Rudy posted this in multiple threads, but this is really a Starting Pitching discussion.
Rudy Pemberton, on 15 November 2011 - 11:29 AM, said:
Posted this in the Papelbon thread, but probably more relevant here. I'd be inclined to put both Aceves & Bard in the rotation. There's enough good arms in FA that you can sign 3 of them (something like Nathan, Rauch, and Peralta, and if you don't like that it could be Farnsworth, Broxton, Francisco, etc.); and fill out the pen with guys like Bowden, Doubront, Weiland. Spending $10M on the pen seems likely to go farther than $10M on the rotation; and you won't have to make many, if any, multi-year commitments. If it works; you've filled in the rotation with two fairly cheap guys you control for awhile.
Beckett
Lester
Buchholz
Bard
Aceves
Is a pretty nice rotation, isn't it?
I feel like the answer to Rudy's question is pretty obviously "No!", but it seems that I might be in the minority here. This rotation consists of 5 pitchers, who respectively:
- Failed to pitch 200 IP and appears due for a performance regression, relative both to in-season peripherals and 2008-2010 performance levels.
- Pitched 191.2 IP over a full season, and just posted his least-effective season from a rate standpoint since 2007. Should be due for some positive performance regression if his control issues this season were an aberration. Hopefully his positive regression cancels out Beckett's negative regression.
- Has averaged 106 IP, entirely as a starter, over the last 4 seasons, with wildly varying levels of success. Great upside and high variability here.
- Last started a game in 2007, in high season A ball, and sucked at it at the time.
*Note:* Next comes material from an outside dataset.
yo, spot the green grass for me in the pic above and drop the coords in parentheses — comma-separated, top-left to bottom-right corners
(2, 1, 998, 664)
It strikes me as completely insane to not only assume that he can make the successful conversion to a starter because of makeup and/or the fact that other pitchers have managed to do so, but that he'd be able to pitch enough innings at a sufficient level to be counted on as the 4th starter on a AL East playoff contender in the first season of that conversion. High upside, but he's far, far less likely to achieve it than Buchholz, who has at least put in a full season as an excellent starter only a year ago. He has averaged 66 IP over the past 3 MLB seasons, so I'd love to know how anyone is expecting to get 160 IP or more out of him even IF he is still nearly as effective as a starter as he was as a reliever.
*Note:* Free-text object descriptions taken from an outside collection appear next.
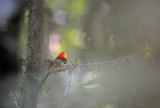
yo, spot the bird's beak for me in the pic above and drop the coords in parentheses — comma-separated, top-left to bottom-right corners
(64, 52, 67, 59)
(64, 54, 67, 59)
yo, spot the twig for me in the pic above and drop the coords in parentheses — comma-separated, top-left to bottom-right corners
(12, 91, 20, 108)
(60, 73, 73, 105)
(39, 66, 74, 89)
(79, 49, 150, 68)
(40, 49, 150, 88)
(39, 71, 53, 89)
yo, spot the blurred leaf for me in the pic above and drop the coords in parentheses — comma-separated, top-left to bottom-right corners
(69, 0, 87, 16)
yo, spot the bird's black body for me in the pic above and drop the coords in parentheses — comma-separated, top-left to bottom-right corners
(45, 52, 67, 68)
(56, 57, 67, 64)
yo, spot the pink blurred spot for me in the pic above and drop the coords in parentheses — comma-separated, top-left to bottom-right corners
(49, 32, 62, 54)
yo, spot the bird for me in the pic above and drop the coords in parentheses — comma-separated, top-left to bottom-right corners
(45, 51, 67, 68)
(55, 51, 67, 64)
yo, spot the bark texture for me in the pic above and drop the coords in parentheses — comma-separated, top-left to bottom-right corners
(21, 0, 44, 108)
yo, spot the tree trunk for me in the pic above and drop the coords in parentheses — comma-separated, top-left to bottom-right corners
(83, 0, 102, 49)
(21, 0, 44, 108)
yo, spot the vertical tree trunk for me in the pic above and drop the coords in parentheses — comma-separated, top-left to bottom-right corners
(21, 0, 44, 108)
(83, 0, 102, 49)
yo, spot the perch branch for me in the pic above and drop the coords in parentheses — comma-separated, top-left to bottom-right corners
(40, 49, 150, 89)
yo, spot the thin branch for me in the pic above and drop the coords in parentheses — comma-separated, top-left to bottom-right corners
(39, 71, 53, 89)
(39, 66, 73, 89)
(12, 91, 20, 107)
(60, 73, 73, 105)
(39, 49, 150, 90)
(79, 49, 150, 67)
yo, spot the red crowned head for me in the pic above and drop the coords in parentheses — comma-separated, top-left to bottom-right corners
(57, 51, 67, 59)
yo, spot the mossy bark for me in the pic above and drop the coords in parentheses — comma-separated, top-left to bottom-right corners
(21, 0, 44, 108)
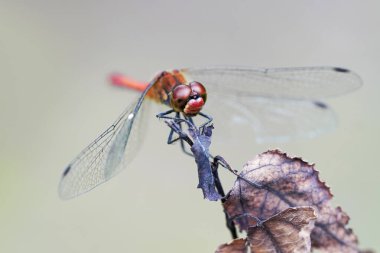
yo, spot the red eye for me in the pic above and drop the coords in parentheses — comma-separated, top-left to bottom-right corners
(170, 85, 191, 111)
(189, 81, 207, 102)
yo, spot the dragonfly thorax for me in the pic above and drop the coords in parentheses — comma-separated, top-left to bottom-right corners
(169, 81, 207, 116)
- Has never pitched more than 114 IP in a season, and has only started in 9 career games. He has allowed an OPS against of over 100 points higher as a starter in that admittedly small sample when compared to his splits as a reliever. He is also due for performance regression relative to his excellent 2011 campaign.
I'm not seeing how that is a "pretty nice" rotation. If Bard's conversion is successful, then maybe it would be in 2013, but for 2012? Where are the other IP coming from? Without a single pitcher outside of Lester who is a safe bet to go 200 IP, you're basically assigning an almost-regular SP load to your 6th starter, who is likely to be one of Wakefield, Weiland, Doubront, or some scrap-heap FA aquisition, which is the best you'll get if it is known that the player is signing to be SP depth instead of one of the top 5 to start the season. I see that rotation as horrendously risky, with a near-certainty of large amounts of starts going to the 6th-8th best starters even in the best case scenario in terms of health and effectiveness. Matsuzaka won't be ready early enough, as I understand it, to contribute before August.
Setting aside the bullpen impacts, going into the 2012 season with a starting rotation consisting of Josh Beckett, Jon Lester, Clay Buchholz, a freshly converted (freshly being key) and presumably still excellent (massive assumption) Daniel Bard, and Alfredo Aceves strikes me as somewhat reckless. Now, I think if you had Matsuzaka to start the season, or retain an Eric Bedard type (at least you're spreading the risk around, and Aceves can be on the roster as a reliever/6th starter with his apparently rubber arm), then that's another story. I see massive IP downside, moderate injury risk, and significant performance risk in Rudy's proposed rotation, and I'm really confused as to how something that might be serviceable in my mind is apparently being considered to be "nice" by the SoSH consensus. Sure, it might be nice if Bard replicates his reliever dominance over 210 IP, with no regression from Beckett, 2010 Jon Lester, 2010 Clay Buchholz, and 2011 Alfredo Aceves over double the IP, but what are the odds of that happening? With all due respect, this isn't nice, it's madness.
Edited by JMDurron, 15 November 2011 - 04:53 PM.